In the robot 2, at least one of the base side region 23A, the tip side region 23B, and the intermediate region 23C is longer than the other regions in the axial direction of the second axis O2, that is, the length in the z-axis direction. is long. In other words, at least one of the base side region 23A, the tip side region 23B and the intermediate region 23C is higher than the other regions.

In this embodiment, the tip side region 23B is higher than the base side region 23A and the intermediate region 23C. Therefore, when the second arm 23 operates, the distal region 23B is less likely to be twisted around the y-axis.

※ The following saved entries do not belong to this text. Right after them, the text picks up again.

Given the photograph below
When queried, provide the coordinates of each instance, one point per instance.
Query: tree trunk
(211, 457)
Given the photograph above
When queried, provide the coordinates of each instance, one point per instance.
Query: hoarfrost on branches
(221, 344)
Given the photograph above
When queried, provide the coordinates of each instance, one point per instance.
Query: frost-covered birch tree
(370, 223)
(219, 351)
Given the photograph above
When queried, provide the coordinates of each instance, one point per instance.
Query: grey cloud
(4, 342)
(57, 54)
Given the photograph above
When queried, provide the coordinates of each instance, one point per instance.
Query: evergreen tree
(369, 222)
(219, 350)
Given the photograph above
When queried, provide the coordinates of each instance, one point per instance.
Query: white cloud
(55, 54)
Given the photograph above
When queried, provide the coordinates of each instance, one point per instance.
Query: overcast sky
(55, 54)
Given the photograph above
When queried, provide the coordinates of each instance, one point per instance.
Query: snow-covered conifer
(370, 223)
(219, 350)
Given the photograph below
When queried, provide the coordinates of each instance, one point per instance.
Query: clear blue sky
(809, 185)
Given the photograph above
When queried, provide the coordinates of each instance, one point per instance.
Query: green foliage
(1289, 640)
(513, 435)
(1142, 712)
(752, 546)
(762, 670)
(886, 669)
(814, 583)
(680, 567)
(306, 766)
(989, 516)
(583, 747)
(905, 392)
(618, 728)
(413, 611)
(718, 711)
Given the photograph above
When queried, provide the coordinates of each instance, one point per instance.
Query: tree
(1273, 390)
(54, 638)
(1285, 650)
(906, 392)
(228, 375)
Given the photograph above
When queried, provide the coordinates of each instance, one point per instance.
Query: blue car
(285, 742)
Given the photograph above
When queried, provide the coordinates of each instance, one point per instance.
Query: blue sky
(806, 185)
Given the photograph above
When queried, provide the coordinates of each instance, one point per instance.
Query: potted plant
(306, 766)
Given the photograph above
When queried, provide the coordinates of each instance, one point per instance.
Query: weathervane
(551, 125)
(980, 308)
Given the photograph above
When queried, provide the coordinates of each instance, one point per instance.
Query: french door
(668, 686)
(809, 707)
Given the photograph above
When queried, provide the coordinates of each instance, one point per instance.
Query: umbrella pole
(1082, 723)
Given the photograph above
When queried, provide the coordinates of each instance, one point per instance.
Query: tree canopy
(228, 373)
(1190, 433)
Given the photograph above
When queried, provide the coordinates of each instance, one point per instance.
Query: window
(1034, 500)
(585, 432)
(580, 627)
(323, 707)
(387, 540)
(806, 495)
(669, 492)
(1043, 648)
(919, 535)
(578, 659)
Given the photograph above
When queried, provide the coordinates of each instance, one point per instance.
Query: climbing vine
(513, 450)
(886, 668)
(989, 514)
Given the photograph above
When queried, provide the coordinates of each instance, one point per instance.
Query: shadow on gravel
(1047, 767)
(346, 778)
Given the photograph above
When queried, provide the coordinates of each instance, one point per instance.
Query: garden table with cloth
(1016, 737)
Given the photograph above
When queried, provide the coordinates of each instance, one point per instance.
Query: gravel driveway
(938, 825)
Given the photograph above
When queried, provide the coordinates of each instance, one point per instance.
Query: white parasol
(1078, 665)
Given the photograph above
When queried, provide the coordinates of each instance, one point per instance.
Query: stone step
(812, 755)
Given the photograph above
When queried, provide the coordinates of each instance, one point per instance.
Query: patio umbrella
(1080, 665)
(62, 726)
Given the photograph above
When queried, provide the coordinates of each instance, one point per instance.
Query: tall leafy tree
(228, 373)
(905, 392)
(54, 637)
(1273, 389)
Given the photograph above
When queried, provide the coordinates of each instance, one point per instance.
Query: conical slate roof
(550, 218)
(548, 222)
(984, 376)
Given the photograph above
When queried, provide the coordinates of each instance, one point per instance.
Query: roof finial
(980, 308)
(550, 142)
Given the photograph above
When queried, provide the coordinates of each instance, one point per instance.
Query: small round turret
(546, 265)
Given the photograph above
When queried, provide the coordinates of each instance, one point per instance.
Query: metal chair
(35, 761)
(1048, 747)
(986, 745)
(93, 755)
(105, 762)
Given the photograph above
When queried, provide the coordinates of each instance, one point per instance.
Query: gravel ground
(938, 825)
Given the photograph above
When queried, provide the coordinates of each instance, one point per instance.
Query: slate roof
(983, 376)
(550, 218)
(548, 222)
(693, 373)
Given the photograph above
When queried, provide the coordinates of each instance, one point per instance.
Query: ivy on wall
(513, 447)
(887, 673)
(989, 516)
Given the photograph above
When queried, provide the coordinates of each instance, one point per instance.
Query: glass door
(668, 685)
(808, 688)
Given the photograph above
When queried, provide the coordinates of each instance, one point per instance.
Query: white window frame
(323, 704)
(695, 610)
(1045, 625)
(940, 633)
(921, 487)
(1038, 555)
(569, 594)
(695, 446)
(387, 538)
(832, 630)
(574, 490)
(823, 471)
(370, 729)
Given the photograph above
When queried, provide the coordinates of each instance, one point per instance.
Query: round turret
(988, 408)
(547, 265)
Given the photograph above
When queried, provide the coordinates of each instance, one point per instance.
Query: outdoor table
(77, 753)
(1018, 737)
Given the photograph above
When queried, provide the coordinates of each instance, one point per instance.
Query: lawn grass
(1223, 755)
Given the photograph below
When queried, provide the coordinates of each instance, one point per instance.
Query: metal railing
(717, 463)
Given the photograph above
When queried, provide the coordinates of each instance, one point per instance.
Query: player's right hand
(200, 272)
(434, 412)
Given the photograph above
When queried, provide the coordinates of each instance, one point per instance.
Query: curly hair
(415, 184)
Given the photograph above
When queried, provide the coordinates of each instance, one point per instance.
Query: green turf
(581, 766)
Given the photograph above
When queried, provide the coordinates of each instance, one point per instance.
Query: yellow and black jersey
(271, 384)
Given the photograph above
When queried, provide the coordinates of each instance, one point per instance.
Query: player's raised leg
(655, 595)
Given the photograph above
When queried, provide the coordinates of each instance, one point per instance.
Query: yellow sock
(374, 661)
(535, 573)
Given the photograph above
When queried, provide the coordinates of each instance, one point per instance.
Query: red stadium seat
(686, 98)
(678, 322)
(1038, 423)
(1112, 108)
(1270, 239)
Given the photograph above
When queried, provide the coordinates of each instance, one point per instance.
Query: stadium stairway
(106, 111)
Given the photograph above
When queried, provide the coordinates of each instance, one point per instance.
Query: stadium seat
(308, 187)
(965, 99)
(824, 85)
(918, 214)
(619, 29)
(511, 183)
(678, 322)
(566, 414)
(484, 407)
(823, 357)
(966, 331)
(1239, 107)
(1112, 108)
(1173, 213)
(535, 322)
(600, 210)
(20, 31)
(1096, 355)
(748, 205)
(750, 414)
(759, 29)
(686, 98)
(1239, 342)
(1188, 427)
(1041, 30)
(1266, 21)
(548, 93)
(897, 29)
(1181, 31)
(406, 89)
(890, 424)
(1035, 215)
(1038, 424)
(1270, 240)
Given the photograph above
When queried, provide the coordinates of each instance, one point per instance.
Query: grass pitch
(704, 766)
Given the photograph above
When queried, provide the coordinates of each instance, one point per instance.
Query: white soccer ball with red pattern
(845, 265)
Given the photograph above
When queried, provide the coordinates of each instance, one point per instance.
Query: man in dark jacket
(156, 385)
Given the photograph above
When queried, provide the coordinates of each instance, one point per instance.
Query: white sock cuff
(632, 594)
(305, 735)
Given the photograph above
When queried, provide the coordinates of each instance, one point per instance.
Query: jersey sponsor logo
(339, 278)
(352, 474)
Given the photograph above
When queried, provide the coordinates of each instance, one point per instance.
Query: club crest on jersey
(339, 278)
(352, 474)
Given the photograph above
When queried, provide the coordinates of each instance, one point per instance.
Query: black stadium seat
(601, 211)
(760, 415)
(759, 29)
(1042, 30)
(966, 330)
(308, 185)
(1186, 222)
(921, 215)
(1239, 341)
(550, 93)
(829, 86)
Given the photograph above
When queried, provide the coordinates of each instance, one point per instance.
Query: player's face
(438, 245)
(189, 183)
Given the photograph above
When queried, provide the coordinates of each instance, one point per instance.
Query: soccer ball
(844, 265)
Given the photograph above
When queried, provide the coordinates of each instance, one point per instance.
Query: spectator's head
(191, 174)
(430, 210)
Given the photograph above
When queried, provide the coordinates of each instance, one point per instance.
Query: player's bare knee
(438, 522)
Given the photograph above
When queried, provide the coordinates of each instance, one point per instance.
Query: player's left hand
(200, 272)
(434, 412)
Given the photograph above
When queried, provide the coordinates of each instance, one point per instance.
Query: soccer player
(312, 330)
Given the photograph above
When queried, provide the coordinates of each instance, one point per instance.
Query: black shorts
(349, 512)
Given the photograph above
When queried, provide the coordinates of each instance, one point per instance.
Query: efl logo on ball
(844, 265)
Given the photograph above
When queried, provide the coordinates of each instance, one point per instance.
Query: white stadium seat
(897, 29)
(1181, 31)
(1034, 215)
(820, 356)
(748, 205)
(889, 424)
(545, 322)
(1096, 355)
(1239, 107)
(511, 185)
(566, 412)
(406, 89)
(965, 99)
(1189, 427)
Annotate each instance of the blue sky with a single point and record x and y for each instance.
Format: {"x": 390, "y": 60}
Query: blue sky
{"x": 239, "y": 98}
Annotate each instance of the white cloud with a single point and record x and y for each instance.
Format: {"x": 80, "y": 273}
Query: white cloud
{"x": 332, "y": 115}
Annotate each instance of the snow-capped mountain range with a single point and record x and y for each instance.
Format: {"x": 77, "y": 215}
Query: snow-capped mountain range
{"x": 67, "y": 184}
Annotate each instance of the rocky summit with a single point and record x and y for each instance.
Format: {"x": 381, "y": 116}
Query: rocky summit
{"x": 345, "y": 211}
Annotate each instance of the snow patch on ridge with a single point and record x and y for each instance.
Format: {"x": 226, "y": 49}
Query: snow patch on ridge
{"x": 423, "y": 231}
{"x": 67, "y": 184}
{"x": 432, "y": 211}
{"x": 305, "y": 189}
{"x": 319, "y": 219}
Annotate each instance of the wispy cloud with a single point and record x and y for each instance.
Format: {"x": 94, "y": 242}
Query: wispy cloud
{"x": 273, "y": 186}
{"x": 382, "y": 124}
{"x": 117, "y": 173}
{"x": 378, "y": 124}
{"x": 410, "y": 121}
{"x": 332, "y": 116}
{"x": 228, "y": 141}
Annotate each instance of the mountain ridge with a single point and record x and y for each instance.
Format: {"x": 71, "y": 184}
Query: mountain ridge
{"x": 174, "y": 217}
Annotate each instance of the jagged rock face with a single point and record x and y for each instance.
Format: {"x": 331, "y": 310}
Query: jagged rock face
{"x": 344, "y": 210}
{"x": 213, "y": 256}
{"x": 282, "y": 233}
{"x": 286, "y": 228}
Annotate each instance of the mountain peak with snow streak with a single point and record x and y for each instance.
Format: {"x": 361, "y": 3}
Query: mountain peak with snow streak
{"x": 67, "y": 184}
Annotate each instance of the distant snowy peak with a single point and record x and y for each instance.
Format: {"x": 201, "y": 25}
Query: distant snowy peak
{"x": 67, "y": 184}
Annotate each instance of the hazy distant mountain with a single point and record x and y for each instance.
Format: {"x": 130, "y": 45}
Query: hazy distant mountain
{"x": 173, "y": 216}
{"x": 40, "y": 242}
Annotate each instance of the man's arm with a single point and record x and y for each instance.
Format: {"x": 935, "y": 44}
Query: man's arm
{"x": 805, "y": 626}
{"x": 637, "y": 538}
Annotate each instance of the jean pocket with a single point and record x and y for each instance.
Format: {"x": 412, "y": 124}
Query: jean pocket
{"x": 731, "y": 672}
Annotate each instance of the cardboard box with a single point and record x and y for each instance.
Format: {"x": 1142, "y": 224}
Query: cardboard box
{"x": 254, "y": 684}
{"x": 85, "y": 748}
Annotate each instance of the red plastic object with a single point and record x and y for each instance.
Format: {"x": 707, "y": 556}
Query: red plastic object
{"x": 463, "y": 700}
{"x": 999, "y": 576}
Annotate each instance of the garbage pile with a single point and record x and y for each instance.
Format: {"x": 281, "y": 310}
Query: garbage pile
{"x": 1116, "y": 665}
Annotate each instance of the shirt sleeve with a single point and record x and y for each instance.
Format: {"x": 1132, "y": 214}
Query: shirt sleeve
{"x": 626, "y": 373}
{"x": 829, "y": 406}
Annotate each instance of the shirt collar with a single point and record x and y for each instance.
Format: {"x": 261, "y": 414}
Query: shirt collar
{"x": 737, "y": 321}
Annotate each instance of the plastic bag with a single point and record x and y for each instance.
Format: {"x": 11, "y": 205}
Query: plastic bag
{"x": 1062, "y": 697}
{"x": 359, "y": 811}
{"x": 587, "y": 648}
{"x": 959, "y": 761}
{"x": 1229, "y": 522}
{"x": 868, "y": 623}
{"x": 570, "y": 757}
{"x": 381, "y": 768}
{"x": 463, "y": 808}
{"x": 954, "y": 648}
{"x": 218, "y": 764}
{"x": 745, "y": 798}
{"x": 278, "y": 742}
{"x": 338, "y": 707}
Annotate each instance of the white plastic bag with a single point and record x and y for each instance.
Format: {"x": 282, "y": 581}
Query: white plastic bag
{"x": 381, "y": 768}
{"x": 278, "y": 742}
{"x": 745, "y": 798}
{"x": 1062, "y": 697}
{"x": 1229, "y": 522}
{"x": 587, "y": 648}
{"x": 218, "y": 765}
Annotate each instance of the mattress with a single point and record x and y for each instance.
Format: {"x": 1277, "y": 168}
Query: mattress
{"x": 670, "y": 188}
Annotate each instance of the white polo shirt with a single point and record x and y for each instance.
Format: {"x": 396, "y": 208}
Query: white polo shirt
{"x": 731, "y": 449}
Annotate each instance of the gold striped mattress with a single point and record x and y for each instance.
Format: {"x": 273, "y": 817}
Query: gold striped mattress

Therefore, the damping property can be enhanced by the tip side region 23B. Further, since the base side region 23A and the intermediate region 23C are lower in height than the tip side region 23B, weight reduction can be maintained. In this way, in the robot 2, the side wall portion 231B is reinforced to improve the damping performance, and the weight of the other portions is reduced. Therefore, it is possible to achieve both weight reduction and excellent damping properties.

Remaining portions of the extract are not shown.